Carbon credits are failing to help with climate change - here's why
Briefly

Carbon credits are failing to help with climate change - here's why
"In practice, it's difficult to ensure that they represent real emissions reductions rather than 'hot air', with the claimed climate benefits existing only on paper. Equally challenging is ensuring that emission reductions are 'additional', meaning that they would not have occurred without the incentive provided by the sale of carbon credits. For projects credited for sequestering carbon, it is also crucial to ensure that the CO 2 is locked away permanently and not released back into the atmosphere later."
"Thus, offsets undermine decarbonization by enabling companies and countries to claim that emissions have been reduced when they have not. This results in more emissions, delays the phase-out of fossil fuels and diverts scarce resources to false solutions. Yet, climate-policy processes continue to rely on them. The operationalization of Article 6 of the Paris agreement and full implementation of the Carbon Offsetting and Reduction Scheme for International Aviation, both achieved in 2024, are set to turbocharge demand for carbon credits."

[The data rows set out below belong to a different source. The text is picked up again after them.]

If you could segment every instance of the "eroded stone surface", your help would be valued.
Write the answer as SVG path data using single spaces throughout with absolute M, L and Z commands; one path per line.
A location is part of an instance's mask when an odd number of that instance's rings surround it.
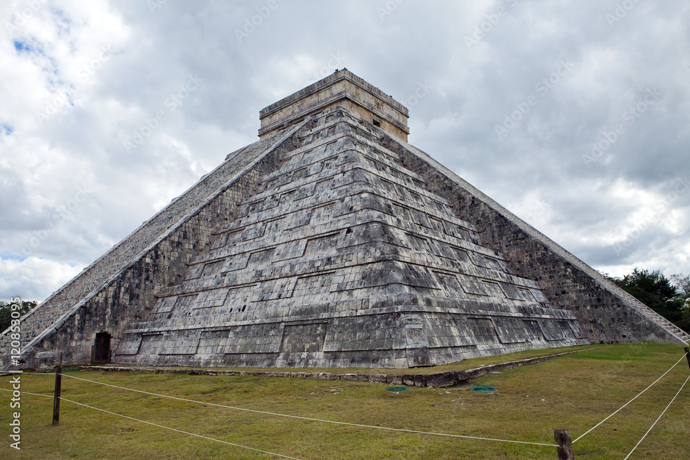
M 370 118 L 330 107 L 228 155 L 22 319 L 24 367 L 404 368 L 687 337 Z

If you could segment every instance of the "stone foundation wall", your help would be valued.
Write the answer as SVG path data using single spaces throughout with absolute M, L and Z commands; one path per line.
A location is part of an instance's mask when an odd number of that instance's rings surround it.
M 59 359 L 60 354 L 66 365 L 89 363 L 99 332 L 110 334 L 112 354 L 126 325 L 148 316 L 156 290 L 179 281 L 189 261 L 208 249 L 212 232 L 256 192 L 261 177 L 279 164 L 282 152 L 294 148 L 298 128 L 228 155 L 232 161 L 202 178 L 22 318 L 22 366 L 34 367 L 46 356 Z M 0 336 L 3 367 L 9 363 L 6 339 Z

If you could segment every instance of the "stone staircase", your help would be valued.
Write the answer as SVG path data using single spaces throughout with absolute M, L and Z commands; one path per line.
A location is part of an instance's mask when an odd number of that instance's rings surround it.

Achieving the Paris temperature targets requires deep, rapid cuts in greenhouse-gas emissions and the swift phase-out of fossil fuels. Carbon offsets are tradable credits from projects claiming to avoid emissions or remove CO2, and are used by businesses and countries to neutralize their emissions. Most offset schemes fail to guarantee real, additional, and permanent reductions, producing 'hot air' and enabling greenwashing. This leakage increases actual emissions, delays fossil-fuel phase-out, and diverts resources to ineffective solutions. Recent operationalization of Article 6 and implementation of the aviation offset scheme in 2024 will boost demand for credits while domestic carbon-pricing and voluntary markets expand offset use despite weak assurances.